5 anni dopo
C’era
stato qualcosa, tra i loro occhi, quella sera di
cinque anni fa, qualcosa che ha fatto in modo che non si potessero
lasciare mai
più. C’erano stati pianti, c’erano stati
sorrisi, ma quegli occhi non avevano
mai smesso di guardarsi, intensamente… Come la prima volta.
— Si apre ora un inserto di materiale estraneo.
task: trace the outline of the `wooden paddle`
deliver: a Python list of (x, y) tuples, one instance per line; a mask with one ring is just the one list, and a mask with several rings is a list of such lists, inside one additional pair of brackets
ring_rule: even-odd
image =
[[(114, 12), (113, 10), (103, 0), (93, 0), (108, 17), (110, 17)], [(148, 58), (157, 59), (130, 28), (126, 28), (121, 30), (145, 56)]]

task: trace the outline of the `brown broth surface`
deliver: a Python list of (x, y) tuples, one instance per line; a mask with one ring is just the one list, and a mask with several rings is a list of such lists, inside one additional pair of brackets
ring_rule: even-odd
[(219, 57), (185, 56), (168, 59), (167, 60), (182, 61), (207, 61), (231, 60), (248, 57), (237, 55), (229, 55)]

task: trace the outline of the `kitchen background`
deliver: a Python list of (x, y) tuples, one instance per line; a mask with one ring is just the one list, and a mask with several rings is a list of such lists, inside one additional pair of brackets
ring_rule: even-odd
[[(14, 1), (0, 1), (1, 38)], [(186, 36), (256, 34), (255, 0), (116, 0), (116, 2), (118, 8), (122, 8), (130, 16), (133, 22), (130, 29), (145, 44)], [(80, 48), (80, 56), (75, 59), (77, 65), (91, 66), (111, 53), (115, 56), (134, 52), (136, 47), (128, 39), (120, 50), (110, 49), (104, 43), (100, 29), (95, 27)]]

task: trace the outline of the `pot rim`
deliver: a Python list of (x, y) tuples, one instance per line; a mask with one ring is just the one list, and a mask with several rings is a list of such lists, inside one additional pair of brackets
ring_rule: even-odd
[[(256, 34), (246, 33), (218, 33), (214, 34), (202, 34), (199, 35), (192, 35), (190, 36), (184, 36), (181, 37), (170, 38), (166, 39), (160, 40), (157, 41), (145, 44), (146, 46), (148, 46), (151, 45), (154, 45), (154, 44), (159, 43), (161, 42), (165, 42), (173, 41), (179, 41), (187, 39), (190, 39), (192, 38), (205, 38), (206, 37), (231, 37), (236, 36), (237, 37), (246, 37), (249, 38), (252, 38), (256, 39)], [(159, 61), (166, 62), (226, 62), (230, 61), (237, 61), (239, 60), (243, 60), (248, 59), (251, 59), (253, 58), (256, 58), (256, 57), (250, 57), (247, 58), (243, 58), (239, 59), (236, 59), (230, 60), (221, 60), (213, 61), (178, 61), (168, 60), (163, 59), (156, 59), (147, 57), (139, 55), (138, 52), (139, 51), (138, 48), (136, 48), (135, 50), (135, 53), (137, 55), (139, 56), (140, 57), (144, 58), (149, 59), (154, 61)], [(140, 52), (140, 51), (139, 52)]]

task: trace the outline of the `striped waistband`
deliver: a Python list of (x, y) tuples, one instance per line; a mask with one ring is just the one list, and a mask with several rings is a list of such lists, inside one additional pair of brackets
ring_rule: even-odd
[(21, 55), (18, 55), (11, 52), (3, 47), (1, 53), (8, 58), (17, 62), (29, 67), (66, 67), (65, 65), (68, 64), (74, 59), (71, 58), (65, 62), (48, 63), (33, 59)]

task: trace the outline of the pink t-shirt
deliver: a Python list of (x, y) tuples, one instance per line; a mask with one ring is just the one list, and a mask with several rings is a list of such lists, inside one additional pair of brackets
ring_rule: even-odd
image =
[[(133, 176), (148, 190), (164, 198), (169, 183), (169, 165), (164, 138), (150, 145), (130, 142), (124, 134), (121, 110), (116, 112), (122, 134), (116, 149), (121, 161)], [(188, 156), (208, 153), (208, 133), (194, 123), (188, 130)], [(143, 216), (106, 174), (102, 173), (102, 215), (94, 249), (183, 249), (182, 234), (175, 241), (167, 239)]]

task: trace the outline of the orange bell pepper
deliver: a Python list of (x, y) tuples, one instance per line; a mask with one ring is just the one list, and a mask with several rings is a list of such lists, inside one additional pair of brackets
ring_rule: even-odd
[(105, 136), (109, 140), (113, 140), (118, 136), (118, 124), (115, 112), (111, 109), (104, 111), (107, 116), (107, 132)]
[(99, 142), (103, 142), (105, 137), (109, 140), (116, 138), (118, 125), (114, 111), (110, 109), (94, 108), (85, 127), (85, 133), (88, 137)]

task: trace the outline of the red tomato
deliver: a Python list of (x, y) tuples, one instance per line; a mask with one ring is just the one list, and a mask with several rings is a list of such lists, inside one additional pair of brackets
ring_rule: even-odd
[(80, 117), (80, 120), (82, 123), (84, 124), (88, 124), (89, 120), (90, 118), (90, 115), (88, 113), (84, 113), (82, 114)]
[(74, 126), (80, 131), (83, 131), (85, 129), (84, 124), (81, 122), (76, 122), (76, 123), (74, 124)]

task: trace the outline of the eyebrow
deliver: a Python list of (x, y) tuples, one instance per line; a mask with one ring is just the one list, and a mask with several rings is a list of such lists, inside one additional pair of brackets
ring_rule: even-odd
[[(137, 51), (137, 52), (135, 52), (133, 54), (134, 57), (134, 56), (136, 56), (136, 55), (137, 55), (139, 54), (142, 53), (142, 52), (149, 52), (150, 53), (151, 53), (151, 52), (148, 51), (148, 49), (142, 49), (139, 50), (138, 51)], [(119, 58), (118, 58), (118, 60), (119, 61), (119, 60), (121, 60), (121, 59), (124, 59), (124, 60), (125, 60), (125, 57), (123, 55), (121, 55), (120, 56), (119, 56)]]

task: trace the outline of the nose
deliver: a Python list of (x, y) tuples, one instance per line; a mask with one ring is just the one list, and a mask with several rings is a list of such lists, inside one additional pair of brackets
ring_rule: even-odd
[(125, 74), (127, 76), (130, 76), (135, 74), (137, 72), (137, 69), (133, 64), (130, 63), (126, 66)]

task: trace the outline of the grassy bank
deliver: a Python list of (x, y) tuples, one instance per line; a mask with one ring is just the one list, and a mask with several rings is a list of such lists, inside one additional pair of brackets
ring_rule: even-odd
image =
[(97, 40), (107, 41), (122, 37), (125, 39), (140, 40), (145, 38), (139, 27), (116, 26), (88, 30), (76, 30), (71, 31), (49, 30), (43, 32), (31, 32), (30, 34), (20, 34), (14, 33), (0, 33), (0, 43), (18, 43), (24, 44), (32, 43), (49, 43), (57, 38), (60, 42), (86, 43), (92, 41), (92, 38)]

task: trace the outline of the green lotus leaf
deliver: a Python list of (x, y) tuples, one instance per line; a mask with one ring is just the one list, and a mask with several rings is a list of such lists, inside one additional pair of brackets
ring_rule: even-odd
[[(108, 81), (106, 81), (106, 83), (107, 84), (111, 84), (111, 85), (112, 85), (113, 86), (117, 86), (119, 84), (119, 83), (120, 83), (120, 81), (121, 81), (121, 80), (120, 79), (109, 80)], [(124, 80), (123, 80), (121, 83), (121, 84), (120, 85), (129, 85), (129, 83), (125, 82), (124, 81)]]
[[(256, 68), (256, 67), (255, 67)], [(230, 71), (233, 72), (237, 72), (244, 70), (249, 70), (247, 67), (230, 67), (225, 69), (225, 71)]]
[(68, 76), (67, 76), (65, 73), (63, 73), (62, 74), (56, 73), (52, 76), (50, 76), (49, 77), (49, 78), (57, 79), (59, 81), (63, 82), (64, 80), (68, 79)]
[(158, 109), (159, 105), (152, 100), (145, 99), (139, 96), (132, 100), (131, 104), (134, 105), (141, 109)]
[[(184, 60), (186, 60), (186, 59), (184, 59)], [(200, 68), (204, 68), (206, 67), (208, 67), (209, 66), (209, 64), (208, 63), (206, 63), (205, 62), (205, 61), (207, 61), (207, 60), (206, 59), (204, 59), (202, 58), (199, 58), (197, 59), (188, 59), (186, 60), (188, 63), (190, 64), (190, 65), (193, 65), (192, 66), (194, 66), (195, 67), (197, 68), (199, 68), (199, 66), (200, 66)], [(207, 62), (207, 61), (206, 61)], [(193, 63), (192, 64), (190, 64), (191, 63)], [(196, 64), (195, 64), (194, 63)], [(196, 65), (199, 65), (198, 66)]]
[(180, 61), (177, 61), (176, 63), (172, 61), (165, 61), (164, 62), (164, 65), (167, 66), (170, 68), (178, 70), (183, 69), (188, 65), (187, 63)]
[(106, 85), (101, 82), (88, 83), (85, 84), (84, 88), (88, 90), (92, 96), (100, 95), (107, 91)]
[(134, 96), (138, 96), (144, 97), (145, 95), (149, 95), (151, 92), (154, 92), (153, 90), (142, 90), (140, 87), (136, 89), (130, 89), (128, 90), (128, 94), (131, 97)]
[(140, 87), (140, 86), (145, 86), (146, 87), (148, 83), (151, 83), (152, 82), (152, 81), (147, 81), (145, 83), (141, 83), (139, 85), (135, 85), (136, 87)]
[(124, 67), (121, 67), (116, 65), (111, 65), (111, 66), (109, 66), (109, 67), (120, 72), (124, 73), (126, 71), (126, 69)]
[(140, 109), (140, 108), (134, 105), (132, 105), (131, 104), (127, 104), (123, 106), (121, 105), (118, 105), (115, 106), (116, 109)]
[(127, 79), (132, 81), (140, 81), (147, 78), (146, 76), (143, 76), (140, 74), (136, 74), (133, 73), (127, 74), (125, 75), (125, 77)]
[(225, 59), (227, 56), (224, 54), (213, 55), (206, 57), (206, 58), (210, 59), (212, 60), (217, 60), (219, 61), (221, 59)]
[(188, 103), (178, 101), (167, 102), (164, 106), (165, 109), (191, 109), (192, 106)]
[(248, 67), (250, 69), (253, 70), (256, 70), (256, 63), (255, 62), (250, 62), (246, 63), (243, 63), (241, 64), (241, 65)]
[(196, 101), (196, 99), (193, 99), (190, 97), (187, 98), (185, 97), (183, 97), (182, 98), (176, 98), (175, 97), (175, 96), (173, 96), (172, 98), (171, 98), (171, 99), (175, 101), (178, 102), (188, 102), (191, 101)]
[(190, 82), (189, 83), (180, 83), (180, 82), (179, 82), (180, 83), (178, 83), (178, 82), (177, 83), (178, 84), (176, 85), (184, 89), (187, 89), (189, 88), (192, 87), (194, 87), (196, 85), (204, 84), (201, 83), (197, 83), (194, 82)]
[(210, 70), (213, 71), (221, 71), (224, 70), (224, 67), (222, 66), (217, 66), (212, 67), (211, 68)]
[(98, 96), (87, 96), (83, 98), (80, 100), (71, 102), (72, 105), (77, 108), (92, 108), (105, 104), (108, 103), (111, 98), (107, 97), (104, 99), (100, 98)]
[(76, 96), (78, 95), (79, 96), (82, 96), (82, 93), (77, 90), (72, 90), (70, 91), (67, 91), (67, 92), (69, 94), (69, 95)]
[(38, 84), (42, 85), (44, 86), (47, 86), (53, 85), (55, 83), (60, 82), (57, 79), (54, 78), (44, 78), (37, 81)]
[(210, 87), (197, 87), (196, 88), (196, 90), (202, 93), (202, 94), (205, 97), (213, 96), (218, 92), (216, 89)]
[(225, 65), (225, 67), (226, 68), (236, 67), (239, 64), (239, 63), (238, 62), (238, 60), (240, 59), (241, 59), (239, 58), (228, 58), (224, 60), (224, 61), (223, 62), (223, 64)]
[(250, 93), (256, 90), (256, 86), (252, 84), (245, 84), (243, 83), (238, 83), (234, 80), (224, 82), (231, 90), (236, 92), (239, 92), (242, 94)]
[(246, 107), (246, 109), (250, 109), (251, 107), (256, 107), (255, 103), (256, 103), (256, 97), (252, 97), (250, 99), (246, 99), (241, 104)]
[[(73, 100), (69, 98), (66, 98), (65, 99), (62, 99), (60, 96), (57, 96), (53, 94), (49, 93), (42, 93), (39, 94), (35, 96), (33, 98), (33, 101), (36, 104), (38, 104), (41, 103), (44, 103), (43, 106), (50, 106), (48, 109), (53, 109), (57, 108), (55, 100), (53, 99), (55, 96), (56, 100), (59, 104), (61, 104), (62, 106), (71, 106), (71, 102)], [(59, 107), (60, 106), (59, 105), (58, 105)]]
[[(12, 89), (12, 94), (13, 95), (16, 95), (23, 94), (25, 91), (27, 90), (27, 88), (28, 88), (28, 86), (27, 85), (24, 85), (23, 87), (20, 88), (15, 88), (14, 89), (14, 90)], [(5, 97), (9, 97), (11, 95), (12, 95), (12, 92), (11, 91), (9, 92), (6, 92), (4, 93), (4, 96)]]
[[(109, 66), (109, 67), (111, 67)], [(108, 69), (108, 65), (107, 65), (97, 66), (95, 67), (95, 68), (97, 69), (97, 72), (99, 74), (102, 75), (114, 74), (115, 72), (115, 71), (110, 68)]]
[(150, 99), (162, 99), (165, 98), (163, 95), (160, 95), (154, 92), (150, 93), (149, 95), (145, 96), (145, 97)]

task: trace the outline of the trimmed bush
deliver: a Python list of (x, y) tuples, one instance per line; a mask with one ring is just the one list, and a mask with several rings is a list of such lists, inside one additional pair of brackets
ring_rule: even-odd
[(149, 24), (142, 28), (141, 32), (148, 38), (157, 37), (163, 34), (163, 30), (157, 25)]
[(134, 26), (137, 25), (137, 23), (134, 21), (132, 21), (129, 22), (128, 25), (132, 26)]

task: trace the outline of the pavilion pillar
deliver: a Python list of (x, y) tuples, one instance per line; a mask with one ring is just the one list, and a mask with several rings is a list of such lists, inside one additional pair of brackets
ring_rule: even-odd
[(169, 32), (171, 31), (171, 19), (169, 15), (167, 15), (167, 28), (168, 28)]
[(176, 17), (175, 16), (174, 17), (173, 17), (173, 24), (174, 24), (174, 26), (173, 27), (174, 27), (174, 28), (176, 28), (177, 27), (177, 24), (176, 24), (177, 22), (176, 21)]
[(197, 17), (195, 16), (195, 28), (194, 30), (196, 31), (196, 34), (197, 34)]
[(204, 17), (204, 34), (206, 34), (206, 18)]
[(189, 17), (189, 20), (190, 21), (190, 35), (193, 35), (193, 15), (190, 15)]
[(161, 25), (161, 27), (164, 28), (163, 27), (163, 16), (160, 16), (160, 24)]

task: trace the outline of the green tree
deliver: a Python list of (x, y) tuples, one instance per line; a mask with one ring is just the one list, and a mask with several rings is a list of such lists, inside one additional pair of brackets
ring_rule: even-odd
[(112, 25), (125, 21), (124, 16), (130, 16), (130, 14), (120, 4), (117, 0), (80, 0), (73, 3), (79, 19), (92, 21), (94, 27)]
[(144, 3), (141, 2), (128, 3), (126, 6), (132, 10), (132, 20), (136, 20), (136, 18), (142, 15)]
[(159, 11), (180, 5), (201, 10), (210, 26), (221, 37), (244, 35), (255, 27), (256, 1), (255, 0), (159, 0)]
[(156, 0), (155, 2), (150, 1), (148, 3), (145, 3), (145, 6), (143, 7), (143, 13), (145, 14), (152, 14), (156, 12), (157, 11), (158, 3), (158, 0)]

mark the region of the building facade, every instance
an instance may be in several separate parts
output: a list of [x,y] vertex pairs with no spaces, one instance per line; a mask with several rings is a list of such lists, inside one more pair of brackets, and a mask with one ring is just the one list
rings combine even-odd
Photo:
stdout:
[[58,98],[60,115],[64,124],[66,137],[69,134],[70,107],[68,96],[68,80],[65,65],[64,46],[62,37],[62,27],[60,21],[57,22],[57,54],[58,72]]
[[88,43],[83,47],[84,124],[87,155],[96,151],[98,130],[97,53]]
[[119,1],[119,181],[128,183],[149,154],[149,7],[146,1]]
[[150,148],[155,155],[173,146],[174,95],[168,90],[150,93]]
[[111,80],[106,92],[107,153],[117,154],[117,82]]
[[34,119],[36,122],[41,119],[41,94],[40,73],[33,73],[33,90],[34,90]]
Osaka era calda quella mattina, quasi soffocante. Le strade erano piene
di
macchine, le quali molte contenevano valigie pronte a trasferirsi per
brevi
periodi in altre città. Era il tempo delle vacanze estive,
il più agognato dai
lavoratori. Quella stessa mattina Akito aveva chiuso le porte della sua
palestra, pronte a riaprirsi di lì a tre settimane.
Una volta tornato a casa, quasi non riconobbe il suo appartamento. Vi
erano tre
valige aperte in ogni parte della sala, vestiti sparsi sulle sedie e
sul
divano, scarpe ovunque e un caldo allucinante per via del ferro da
stiro
acceso.
<< Non avevi detto che era già tutto pronto?
>> urlò appena
entrato.
<< Ah, sei già qui… Sì,
beh mi sono accorta di aver dimenticato un po’ di
cose >>
<< Un po’? >> rispose sarcastico.
Lei gli si avvicinò sorridente e gli diede un bacio sulle
labbra.
<< Non farci caso, tra un’oretta partiamo come
promesso >>
<< Sapevo sarebbe successo, così ho preso il
volo dell’ora dopo >>
<< È per questo che ti ho sposato?
>>
<< Spero di no >> fece lui sorridendole.
<< A proposito, Seiko dice che vuole rimanere qui
>>
<< Come vuole rimanere qui? >>
<< Ha paura di prendere l’aereo. Ho provato a
rassicurarla, ma non ne
vuole sapere. E se la lasciassimo da mia madre? >>
<< Non se ne parla >> fece andando verso la
sua stanza.
<< Sii buono >> lo raccomandò
lei.
Prima di entrare nella sua cameretta bussò leggermente alla
porta. Sentì la
voce di una piccola bimba chiedere chi fosse.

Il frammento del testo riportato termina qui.